A uniform rectangular plate of mass m which is free to rotate about the smooth vertical hinge passing through the center and perpendicular to the plate is lying on a smooth horizontal surface. A particle of mass m moving with speed 'u' collides with the plate and sticks to it as shown in the figure. The angular velocity of the plate after the collision will be?

A). $ \dfrac{{12u}}{{5a}} $
B). $ \dfrac{{12u}}{{19a}} $
C). $ \dfrac{{3u}}{{2a}} $
D). $ \dfrac{{3u}}{{5a}} $

Answer 1

Hint: The particle of mass m moving with velocity u hits the rectangular plate. The plate will start to rotate in an anticlockwise direction due to the angular momentum which the impact of the particle imparts. This problem can be solved by using the concept of conservation of angular momentum.

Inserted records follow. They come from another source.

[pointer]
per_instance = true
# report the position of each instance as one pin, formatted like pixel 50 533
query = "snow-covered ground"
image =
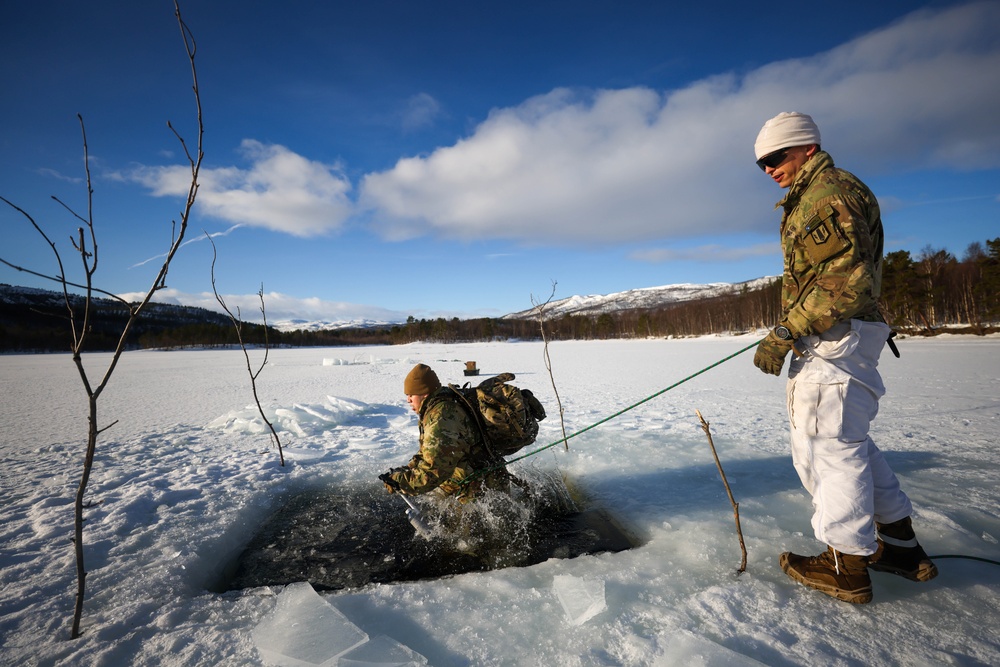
pixel 187 474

Complete Step By Step Answer:
Let $ {L_m} $ be the momentum of the particle of mass m before collision.
 $ {L_m} = a.mu $
Let $ \omega $ be the angular velocity of the rotating system after the collision.
Moment of inertia about a perpendicular axis passing through hinge is given by,
I= moment of inertia of particle of mass m about hinge + moment of inertia of the plate about hinge.
 $ m.\left( {\dfrac{{\sqrt {5a} }}{2}} \right) + \dfrac{1}{{12}}m({a^2} + {(2a)^2}) $
 $ = \dfrac{5}{4}m{a^2} + \dfrac{5}{{12}}m{a^2} $
 $ = \dfrac{{20}}{{12}}m{a^2} $
 $ = \dfrac{5}{3}m{a^2} $
Angular momentum is conserved, therefore
 $ {I_\omega } = {I_p} $
 $ \Rightarrow \dfrac{5}{3}m{a^2}.\omega = mua $
 $ \Rightarrow \omega = \dfrac{{3u}}{{5a}} $
Therefore the angular velocity will be $ \dfrac{{3u}}{{5a}} $ .
The correct answer is option D, $ \dfrac{{3u}}{{5a}} $ .

Note:
Angular velocity, also known as rotational velocity or angular frequency vector, is a vector measure of rotation rate that describes how fast an object spins or revolves in respect to another point, i.e. how fast the angular position or orientation of an object changes over time. During a collision of objects in a closed system, momentum is always conserved.